One of the important steps in becoming a film reviewer is defining your own aesthetic. For example, while I often find physical humor to be pretty boring, I think absurdity is hilarious. I won’t laugh at a car careening into a case of watermelons, but I will laugh inexplicably if someone tries to jump off a rooftop while riding an ostrich. (That’s a “Leonard: Part 6” reference.) “A Fish Called Wanda” is a well-respected classic and I’ve watched it twice this week but it’s not my favorite comedy even though moments made me smile. The type of humor evoked in the film is that a group of unusual characters do strange things to disrupt the life of another unusual person. Some people, however, find “A Fish Called Wanda” hilarious and you might be one of these people. For example, in 1989, Danish audiologist Ole Bentzen laughed so hard at the film that his heart rate rose to 250-500 beats per minute and resulted in a fatal heart attack. I admire “A Fish Called Wanda,” but it’s not funny enough to make me die laughing.

I also respect the characters in the film. They’re a group of robbers (including Jamie Lee Curtis and Kevin Kline) who form up to steal diamonds. Most characters in comedies are particularly hollow. Jokes don’t fit into the character or how they operate and view the world. The characters in “A Fish Called Wanda” are very well drawn and distinct. Ken Pile (Michael Palin) is a character who is desperately in love with his tropical fish including one fish named Wanda. Otto West (Kevin Kline) ultimately eats the fish to get Pile to talk. (West also stuffs french fries up Pile’s nose and that’s the sequence that killed Bentzen.) I didn’t find any of the characters remarkably compelling but I appreciated their level of intelligence and wit. That’s a funny compliment because so much of the film focuses on the carnal elements of human beings. A great deal of the film is dedicated to showing Wanda Gerschwitz (Jamie Lee Curtis) seduce the married and uptight Archie Leach (John Cleese).
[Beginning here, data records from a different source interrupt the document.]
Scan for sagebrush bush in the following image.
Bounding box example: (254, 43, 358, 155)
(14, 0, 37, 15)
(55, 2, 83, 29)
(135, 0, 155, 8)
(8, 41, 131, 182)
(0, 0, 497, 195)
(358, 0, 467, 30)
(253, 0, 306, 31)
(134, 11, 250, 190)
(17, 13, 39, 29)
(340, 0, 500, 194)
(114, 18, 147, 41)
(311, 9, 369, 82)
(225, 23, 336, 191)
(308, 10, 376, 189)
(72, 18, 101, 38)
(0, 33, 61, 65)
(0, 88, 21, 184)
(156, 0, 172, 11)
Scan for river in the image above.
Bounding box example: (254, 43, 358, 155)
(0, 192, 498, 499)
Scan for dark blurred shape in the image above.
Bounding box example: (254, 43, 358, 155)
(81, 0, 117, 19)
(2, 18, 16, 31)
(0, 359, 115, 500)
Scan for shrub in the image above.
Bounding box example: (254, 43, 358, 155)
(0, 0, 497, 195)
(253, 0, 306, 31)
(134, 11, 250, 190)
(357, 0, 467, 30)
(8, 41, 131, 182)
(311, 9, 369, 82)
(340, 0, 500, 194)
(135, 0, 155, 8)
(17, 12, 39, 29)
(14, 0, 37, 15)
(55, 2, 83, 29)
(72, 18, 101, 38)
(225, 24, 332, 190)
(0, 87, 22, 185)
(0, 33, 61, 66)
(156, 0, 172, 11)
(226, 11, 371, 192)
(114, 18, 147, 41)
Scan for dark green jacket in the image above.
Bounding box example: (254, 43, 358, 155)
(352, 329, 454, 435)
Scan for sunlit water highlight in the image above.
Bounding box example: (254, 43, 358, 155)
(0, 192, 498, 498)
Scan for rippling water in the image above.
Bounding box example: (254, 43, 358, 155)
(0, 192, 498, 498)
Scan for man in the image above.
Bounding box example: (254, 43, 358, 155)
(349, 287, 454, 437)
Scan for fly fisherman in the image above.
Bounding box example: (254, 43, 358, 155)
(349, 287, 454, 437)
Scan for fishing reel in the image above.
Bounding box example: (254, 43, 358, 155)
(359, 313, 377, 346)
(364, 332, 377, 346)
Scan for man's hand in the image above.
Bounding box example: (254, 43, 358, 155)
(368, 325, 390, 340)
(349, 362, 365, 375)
I also really enjoyed the wicked tone of the film, which is a distinctive product of the English pen and the type of tone that can only live removed from Hollywood. You could even call the film the logical extension of Monty Python with Cleese being maybe the most famous member of the Python troupe. The film also makes the only truly repulsive characters, the ones played by Jamie Lee Curtis and Kevin Kline, American. While “A Fish Called Wanda” has some surrealness from Monty Python and a premise that sounds like it might have been produced by Ealing Studios, the film takes a modern approach to the story.

I made that comparison to the film before I learned that Charles Crichton directed the film. Crichton is one of the best-remembered directors from Ealing Studios and is best known for his work on the film, “The Lavender Hill Mob.” Crichton likes comedies of manners as well the sharp and bite of British comedies.

I enjoyed “A Fish Called Wanda” and it’s a film that I meant to watch for many years, but at the end of the day, it’s a film that I greatly admire but sadly fails to make my all-time best comedy list. If you like comedies, though, this is a must-see. You may very well realize that you like English humor and this might become one of your favorite comedies.